Underfitting is the opposite problem. It occurs when the model is too simple to capture the actual structure in the data, or when too few predictors are included. An underfitted model does a poor job on both training data and new data because it never learned the real patterns in the first place. This can also happen when the training dataset is simply too small to reveal meaningful relationships.
The practical test is straightforward. A well-fitted model performs about equally well on training data and test data. An overfitted model shows a large gap, with high accuracy in training and noticeably lower accuracy on test data.
How to Tell If a Model Fits Well
Several metrics quantify goodness of fit. R-squared measures how much of the variation in your outcome the model explains, on a scale from 0 to 1. It’s intuitive but can be misleading because it always increases as you add more predictors, even useless ones.
Two information-based criteria handle this better by penalizing complexity. AIC (Akaike Information Criterion) balances how well the model fits against how many parameters it uses. BIC (Bayesian Information Criterion) does the same but applies a heavier penalty for additional parameters, especially with large datasets. Lower values indicate a better-fitting model for both metrics. When comparing multiple candidate models on the same data, AIC and BIC help you choose the one that fits well without unnecessary complexity.
For prediction-focused applications, metrics like root mean squared error (RMSE) are more common. RMSE tells you, in the same units as your outcome variable, how far off the model’s predictions typically are.
Validating a Fitted Model
Evaluating a model only on the data used to fit it is unreliable because the model has already seen those examples. The standard solution is to hold out a portion of your data for testing, or better yet, use cross-validation.
In k-fold cross-validation, the dataset is split into k equally sized groups. The model is trained on k-1 groups and tested on the remaining one. This rotates so every group serves as the test set exactly once. The results are averaged to produce a more stable estimate of how the model will perform on new data. This technique helps detect overfitting and provides a realistic picture of the model’s generalization ability. Best practices include proper randomization of the data before splitting, consistent feature scaling across folds, and reporting both mean performance and variability across folds.
Prediction vs. Inference
Fitted models serve two fundamentally different purposes, and the goal shapes how you build and evaluate them.

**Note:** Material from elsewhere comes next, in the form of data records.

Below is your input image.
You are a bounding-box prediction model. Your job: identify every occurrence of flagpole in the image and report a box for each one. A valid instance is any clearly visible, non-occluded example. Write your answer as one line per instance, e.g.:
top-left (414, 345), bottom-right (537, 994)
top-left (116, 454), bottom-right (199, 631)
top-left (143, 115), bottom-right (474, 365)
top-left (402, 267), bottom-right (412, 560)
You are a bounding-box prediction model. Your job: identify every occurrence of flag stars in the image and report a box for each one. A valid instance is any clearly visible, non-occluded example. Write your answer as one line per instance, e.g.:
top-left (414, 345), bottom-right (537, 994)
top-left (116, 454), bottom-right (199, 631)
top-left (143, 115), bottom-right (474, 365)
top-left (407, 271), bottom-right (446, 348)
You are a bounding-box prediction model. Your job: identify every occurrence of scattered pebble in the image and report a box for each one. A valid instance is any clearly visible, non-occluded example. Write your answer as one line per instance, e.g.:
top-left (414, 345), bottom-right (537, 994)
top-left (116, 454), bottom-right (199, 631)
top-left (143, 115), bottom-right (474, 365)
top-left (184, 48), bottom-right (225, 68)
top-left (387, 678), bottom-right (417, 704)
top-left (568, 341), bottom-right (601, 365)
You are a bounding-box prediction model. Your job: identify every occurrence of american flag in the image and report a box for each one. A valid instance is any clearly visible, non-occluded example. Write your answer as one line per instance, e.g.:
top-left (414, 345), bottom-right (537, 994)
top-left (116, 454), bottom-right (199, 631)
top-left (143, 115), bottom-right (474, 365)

In inference, the point is to understand relationships. You want to know whether a specific variable has a real effect on the outcome, and how large that effect is. The fitted coefficients themselves are the product of interest, along with measures of uncertainty like confidence intervals and p-values. Statistical models built for inference prioritize interpretability and correct estimation of those parameters.
In prediction, the point is accuracy on new data. You care less about what the individual parameters mean and more about whether the model’s outputs are close to reality. Machine learning models built for prediction use techniques like cross-validation, early stopping, and hyperparameter tuning to optimize performance on unseen data. Instead of p-values, you assess them with metrics like RMSE or test set error.
These goals don’t always align. A model optimized for explaining relationships won’t necessarily make the best predictions, and a model tuned for predictive accuracy may contain coefficients that are difficult or impossible to interpret. Two models can share the same structure, like a linear regression, but one is built to explain a coefficient while the other is built to predict an outcome. Knowing which purpose you need determines how you fit, evaluate, and use the model.